Axis V GAF= 70 (Current)
Dysthymia is characterized as low-grade chronic depression. This means, diagnostically , that a child or teenager has felt a general sense of depression for at least 1 year, in adults, the representative period is a minimum 2 years. What is pivotal to a diagnosis of dysthymia is that the depression is not major or acute, and for prolonged periods of time. Also known as “neurological depression” dysthymia is, like most forms of depression, more common in female than males. The exact cause of dysthymia is not known. Studies conducted on the brains of women with dysthymia versus so-called normal brains have shown a difference in psychological components, especially in the frontal lobes. This cannot be dismissed as a flawed personality trait.
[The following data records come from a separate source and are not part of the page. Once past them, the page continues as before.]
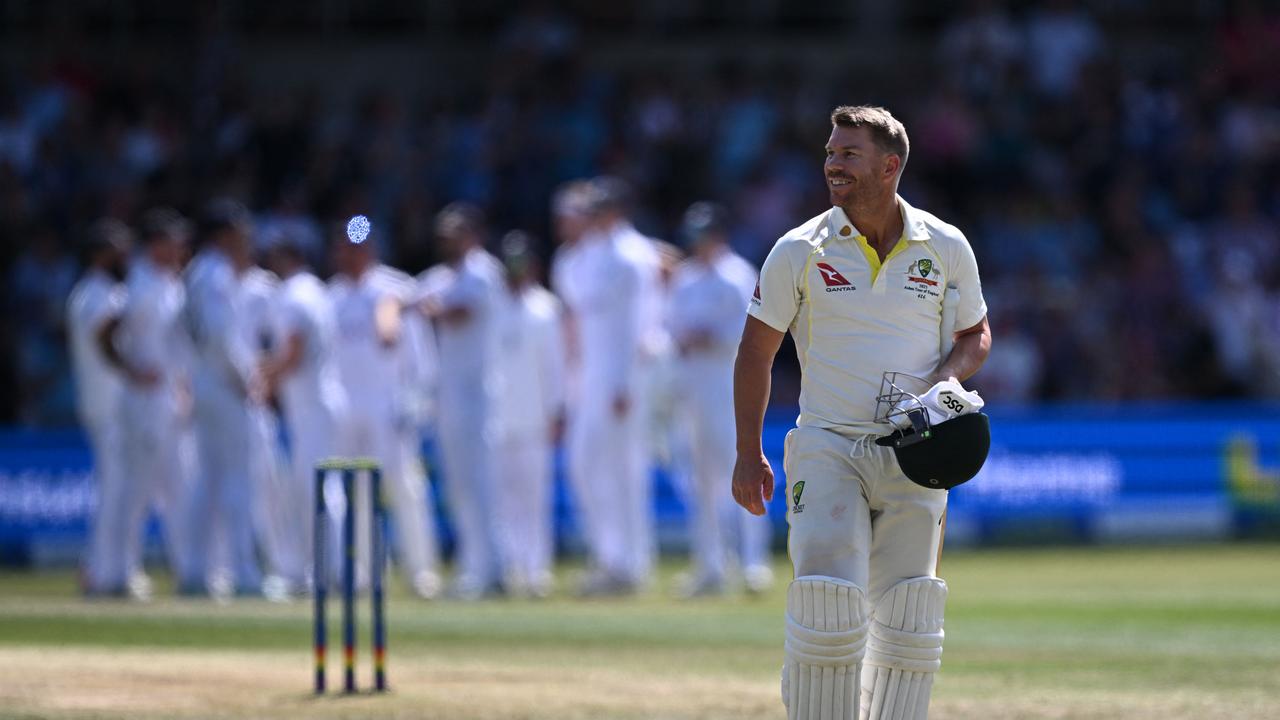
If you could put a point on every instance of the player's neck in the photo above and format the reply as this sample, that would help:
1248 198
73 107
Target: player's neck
880 222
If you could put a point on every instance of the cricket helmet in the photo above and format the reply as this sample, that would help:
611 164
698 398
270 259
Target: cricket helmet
937 455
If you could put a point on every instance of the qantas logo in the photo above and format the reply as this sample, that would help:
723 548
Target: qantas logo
835 281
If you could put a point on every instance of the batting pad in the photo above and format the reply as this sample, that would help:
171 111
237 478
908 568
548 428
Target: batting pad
826 638
904 651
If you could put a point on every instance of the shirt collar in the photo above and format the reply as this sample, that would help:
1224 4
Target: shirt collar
913 224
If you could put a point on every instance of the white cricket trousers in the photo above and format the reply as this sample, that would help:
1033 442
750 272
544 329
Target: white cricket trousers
106 556
721 528
273 499
612 488
856 516
371 431
524 497
219 509
466 459
152 438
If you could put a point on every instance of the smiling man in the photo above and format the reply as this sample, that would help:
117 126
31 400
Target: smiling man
860 290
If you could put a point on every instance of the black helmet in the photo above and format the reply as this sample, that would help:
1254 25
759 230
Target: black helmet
937 456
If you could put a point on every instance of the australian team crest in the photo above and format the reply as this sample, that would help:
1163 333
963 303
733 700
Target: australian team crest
919 273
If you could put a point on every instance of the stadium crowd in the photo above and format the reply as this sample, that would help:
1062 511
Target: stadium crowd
1125 217
1102 199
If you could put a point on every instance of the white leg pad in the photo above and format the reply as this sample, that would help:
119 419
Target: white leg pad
826 638
904 651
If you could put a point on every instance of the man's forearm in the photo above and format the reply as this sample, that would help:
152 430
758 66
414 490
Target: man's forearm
968 355
752 384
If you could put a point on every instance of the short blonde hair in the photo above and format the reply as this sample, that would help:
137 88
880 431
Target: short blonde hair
887 132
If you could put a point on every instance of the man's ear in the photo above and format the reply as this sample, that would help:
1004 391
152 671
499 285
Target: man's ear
892 163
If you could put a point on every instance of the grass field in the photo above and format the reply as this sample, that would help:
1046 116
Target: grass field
1148 633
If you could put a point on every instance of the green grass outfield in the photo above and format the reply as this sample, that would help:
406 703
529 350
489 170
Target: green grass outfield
1092 633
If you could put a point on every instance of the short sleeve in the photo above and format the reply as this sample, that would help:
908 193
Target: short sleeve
776 300
964 276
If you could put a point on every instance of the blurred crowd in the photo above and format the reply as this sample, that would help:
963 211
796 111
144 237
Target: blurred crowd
218 376
1124 213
Dysthymia may have causes similar to major depression, including: genetic predisposition, environmental factors such as growing up in a household with depressed or dysthymic parents and or sibling; enduring significant stress on an on-going basis, continual loss, such as frequents deaths of family and close friends; social isolation, this tends to make people laconic an distanced, ensuring no effort to be “up” is required
The fundamental clinical manifestations of dysthymia consist of gloominess, anhedonia, low drive and energy, low self-confidence and pessimism. As such, dysthymia differs from melancholia characterized by profound disturbances in psychomotor and vegetative functions. This is a familiar classical dichotomy in depression contrasting endogenous and neurotic depress.